The incarnation means that the physical body, located in time and space, is made holy.  In the end our physical body may be transformed but must retain its physical connection with time and space.  Jesus talks about Heaven as a house with many rooms and that he is going there to prepare a place there and then come back.  In other words that Heaven is a physical location located in time.  This perhaps sounds shocking to our modern ears – or would do so if the words had not begun to be taken as a sort of metaphor or parable.

St John’s vision of a new Heaven in Revelation rather plays with the notion of space and time.   Revelation seems to have a view of time as circular or at least cyclical rather than linear and where the events are set seems indistinct.  But John’s Heaven is not entirely timeless and spaceless.

A vision of Heaven that I particularly like and commend is that to be found in CS Lewis’s book The Great Divorce.   In this fantasy the narrator takes a bus trip from Hell to Heaven.   The inhabitants of Hell can make this trip if they want and stay in Heaven as long as they like if they choose to.   Most of the travellers on the bus choose to go back to Hell but some stay.  Lewis’ vision of Heaven is of a land where the grass hurts the feet of the people from Hell because it is so real and where the inhabitants are shining spirits who are on a journey from the plane (where the bus from Hell lets off its passengers) to the mountains where God is.  Lewis’ vision of Heaven is located firmly in time and space – albeit on a grand scale.   For instance he talks about Hell being a grain of sand down a crack of the earth of Heaven.     

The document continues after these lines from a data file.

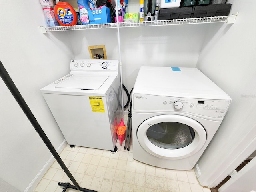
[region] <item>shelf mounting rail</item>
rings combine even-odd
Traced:
[[[71,25],[58,26],[56,27],[44,27],[40,26],[43,33],[48,32],[76,30],[85,29],[106,29],[117,28],[117,25],[120,28],[143,27],[150,26],[163,26],[168,25],[185,25],[202,23],[226,22],[228,24],[234,23],[238,13],[227,16],[216,17],[200,17],[186,19],[160,20],[153,21],[138,22],[127,22],[124,23],[111,23],[93,25]]]

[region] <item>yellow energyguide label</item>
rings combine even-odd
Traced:
[[[89,96],[89,100],[91,104],[92,112],[104,113],[104,105],[102,97]]]

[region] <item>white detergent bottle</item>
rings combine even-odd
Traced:
[[[93,8],[95,8],[93,2],[91,0],[78,0],[77,4],[79,9],[79,15],[81,22],[83,25],[90,24],[88,10],[90,7],[89,3],[90,3]]]

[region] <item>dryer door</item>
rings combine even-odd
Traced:
[[[179,115],[166,114],[147,119],[139,126],[140,144],[152,155],[168,159],[186,158],[204,146],[206,132],[197,121]]]

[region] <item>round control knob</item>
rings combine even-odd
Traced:
[[[102,67],[102,68],[106,69],[108,68],[108,63],[107,62],[103,62],[101,64],[101,66]]]
[[[183,104],[181,101],[176,101],[173,103],[173,106],[176,109],[180,109],[183,107]]]

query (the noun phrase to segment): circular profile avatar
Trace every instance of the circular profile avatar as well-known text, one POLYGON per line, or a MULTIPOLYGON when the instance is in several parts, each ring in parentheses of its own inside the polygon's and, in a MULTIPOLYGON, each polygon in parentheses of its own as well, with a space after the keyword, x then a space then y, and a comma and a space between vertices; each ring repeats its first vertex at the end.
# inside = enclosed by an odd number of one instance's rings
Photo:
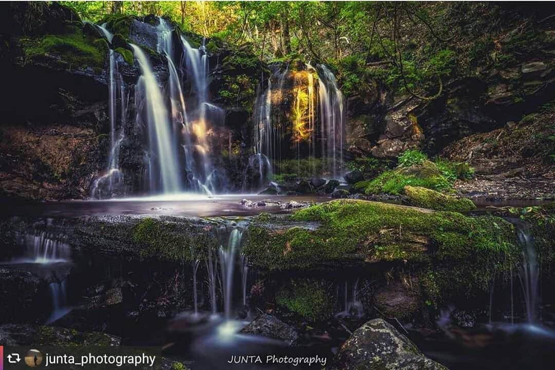
POLYGON ((38 350, 30 350, 25 355, 25 363, 30 367, 36 367, 42 363, 42 353, 38 350))

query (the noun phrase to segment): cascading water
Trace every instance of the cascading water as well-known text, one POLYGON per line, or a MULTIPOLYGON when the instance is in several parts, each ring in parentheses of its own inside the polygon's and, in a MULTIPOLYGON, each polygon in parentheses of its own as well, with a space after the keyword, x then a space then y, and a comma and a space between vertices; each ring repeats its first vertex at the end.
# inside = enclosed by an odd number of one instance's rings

The third big question about Heaven that I think most people want to know is, ‘If it exists, am I going there? I cannot presume to answer this for you.   All I can say is that God has promised us Heaven if only we can grasp that promise. 

Now a promise is a performative form of speech.   I have talked before about the difference between descriptive words and peformative words.   Descriptive words – if true - just reflects the world like a mirror.  Performative words if true change the world.   There is a vast difference between me saying Heaven is like this - say a place with grass and mountains - and God saying I promise you Heaven.    The first set of words changes nothing and may even be untrue, the second set of words changes matters completely.   But God’s promise of Heaven needs us – to whom he is making the promise – to trust that promise.   We need to engage with God’s performative words if they are to become true.

Since I have been using lines of songs to illustrate different perspectives on Heaven, here is one last song relating to the question of how we get to Heaven.   There is a song many of used to sing around campfires as children which began, ‘You'll never get to Heaven In an old Ford car 'cos an old Ford car Won't get that far.‘    And there was another verse which ran: ’You'll never get to Heaven in a Playtex bra ‘cos a Playtex bra. won't stretch that far.’   This song reminds us that in the end, not only can we not really know what Heaven is like, but we cannot get there under our own steam either.   We just have to trust in God to prepare a place for us there.   Any provisional description of what Heaven is like is less important than God’s promise of its existence.

So to summarise what I have said.   There are, I think, three big questions about Heaven:  The first is, ‘Does it really exist’?    The second is, ‘What is it like?’    The third is: ‘Am I going there?’    Although I said I wasn’t going to supply many answers to questions, my answers – in short - to these questions are:  Yes to the first, yes Heaven does really exist.  However we can’t really answer the second - ‘What is Heaven like?’ - beyond the promise that God will be there and it will be a good place to be.   And my answer to the third?  Well yes I hope I am going there, and I hope you are coming with me.